Lembro de quando cheguei a Boston pela primeira vez. Era janeiro, e vim municiado com minhas roupas mais quentes, com as quais enfrentava galhardamente o inverno gaúcho. Achava que bastaria, mas, assim que botei o nariz para fora, meu Deus! Era um frio de doer e, quando digo doer, não é força de expressão. Dói mesmo, como se você fosse espancado pelo ar que o cerca.
Corri à primeira loja de roupas, comprei meias da espessura do dedo indicador de Mike Tyson, botas Ugly tão impermeáveis quanto a zaga formada por Kannemann e Geromel, um casaco forrado com penas de gansos selvagens da Macedônia, gorro e luvas pesadas como a consciência dos políticos que administraram o Brasil nos últimos 15 anos e, finalmente, a capitulação de um gaúcho do IAPI: cuecões. Logo eu, que dizia não ser homem de usar cuecão.
Pois usei. Tenho usado. E tenho refletido sobre esse clima inclemente. Seríamos diferentes, nós brasileiros, se no Brasil fizesse frio assim. O clima infiltra-se no espírito do homem.
Há uma história da qual gosto muito e que cito sempre: a da criação de Frankenstein.
Um grupo de amigos estava reunido em uma casa nos Alpes Suíços no verão de 1816. Era para ser uma temporada de diversões ao ar livre, mas aquele ano ficou conhecido como "o ano sem verão" – não houve um único dia de calor em todo o Hemisfério Norte.
Retidos em casa, espremidos em frente à lareira, os amigos passavam o tempo se entorpecendo com láudano e propondo jogos uns aos outros. O anfitrião era o poeta Lord Byron, um bonitão famoso por suas grandes conquistas amorosas e sua pouca modéstia.
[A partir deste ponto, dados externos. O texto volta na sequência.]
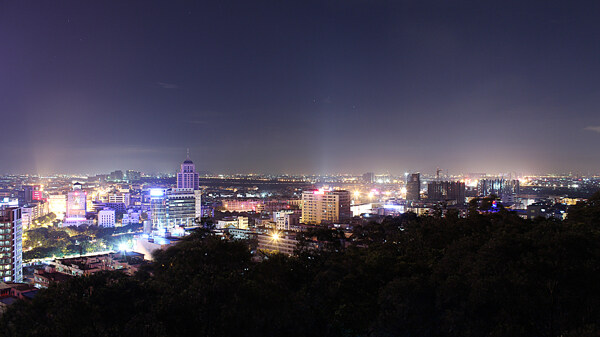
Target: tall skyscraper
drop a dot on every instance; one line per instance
(502, 188)
(11, 245)
(76, 202)
(181, 207)
(188, 178)
(158, 208)
(324, 206)
(446, 191)
(413, 187)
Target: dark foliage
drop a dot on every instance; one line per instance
(485, 275)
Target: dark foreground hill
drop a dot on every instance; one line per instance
(486, 275)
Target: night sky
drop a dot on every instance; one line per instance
(300, 86)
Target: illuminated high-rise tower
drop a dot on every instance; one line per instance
(11, 245)
(188, 178)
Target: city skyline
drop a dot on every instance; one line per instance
(302, 87)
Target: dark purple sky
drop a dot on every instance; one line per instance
(300, 86)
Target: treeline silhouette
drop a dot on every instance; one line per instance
(484, 275)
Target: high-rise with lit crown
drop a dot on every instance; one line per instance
(11, 245)
(325, 206)
(188, 178)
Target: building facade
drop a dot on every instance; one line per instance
(413, 187)
(106, 218)
(450, 191)
(325, 206)
(11, 245)
(181, 207)
(188, 178)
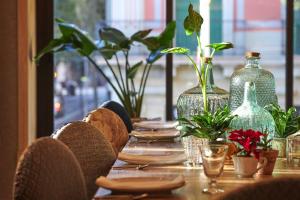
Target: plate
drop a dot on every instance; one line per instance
(141, 184)
(156, 135)
(154, 125)
(152, 159)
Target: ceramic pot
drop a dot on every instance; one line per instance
(247, 166)
(271, 156)
(280, 145)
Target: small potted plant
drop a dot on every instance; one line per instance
(268, 153)
(208, 127)
(246, 160)
(286, 123)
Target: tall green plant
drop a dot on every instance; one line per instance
(286, 123)
(206, 124)
(192, 25)
(112, 44)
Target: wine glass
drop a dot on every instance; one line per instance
(213, 157)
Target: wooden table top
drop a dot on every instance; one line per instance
(194, 176)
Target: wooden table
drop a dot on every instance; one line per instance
(194, 176)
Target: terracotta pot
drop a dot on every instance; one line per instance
(247, 166)
(280, 145)
(271, 156)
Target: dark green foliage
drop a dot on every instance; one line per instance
(286, 123)
(206, 124)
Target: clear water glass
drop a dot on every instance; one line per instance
(191, 148)
(213, 157)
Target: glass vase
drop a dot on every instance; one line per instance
(190, 102)
(252, 72)
(251, 116)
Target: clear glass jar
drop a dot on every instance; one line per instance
(252, 72)
(191, 149)
(250, 115)
(190, 102)
(293, 149)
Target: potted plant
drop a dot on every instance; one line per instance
(246, 160)
(113, 44)
(195, 128)
(268, 153)
(192, 25)
(208, 127)
(286, 123)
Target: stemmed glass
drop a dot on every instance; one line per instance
(213, 157)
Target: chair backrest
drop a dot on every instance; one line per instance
(278, 188)
(94, 153)
(119, 110)
(48, 170)
(111, 125)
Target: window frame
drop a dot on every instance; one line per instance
(44, 33)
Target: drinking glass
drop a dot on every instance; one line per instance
(213, 157)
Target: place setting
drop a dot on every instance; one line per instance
(151, 131)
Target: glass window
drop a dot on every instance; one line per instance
(78, 87)
(297, 54)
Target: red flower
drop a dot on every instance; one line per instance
(247, 140)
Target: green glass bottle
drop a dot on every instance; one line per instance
(250, 115)
(252, 72)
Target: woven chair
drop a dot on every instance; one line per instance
(48, 170)
(111, 125)
(94, 153)
(279, 188)
(119, 110)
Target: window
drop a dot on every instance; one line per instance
(78, 88)
(250, 25)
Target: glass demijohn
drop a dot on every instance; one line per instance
(252, 72)
(250, 115)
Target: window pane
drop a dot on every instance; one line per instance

Byron dizia que desde os tempos da Guerra de Troia nenhum ser humano havia sido tão disputado quanto ele – ou seja, o rapaz se achava a Helena de Esparta.
Motivado exatamente pelo ambiente sombrio daquele ano atípico, Byron propôs aos convivas uma espécie de concurso para apurar quem escreveria o melhor conto de terror. Ele mesmo pôs as mãos e a cabeça à obra e teceu poemas e contos de vampiro que, mais tarde, inspirariam Bram Stoker a conceber o romance Drácula.
Mas não foi Lord Byron quem venceu a disputa, e sim uma jovenzinha de 18 anos que era a mulher do poeta Percy Shelley. A moça se chamava Mary e, naqueles dias sinistros, montou, membro por membro, o apavorante Frankenstein.
Nosso clima quente é capaz de produzir monstros bem mais ameaçadores do que Drácula e Frankenstein.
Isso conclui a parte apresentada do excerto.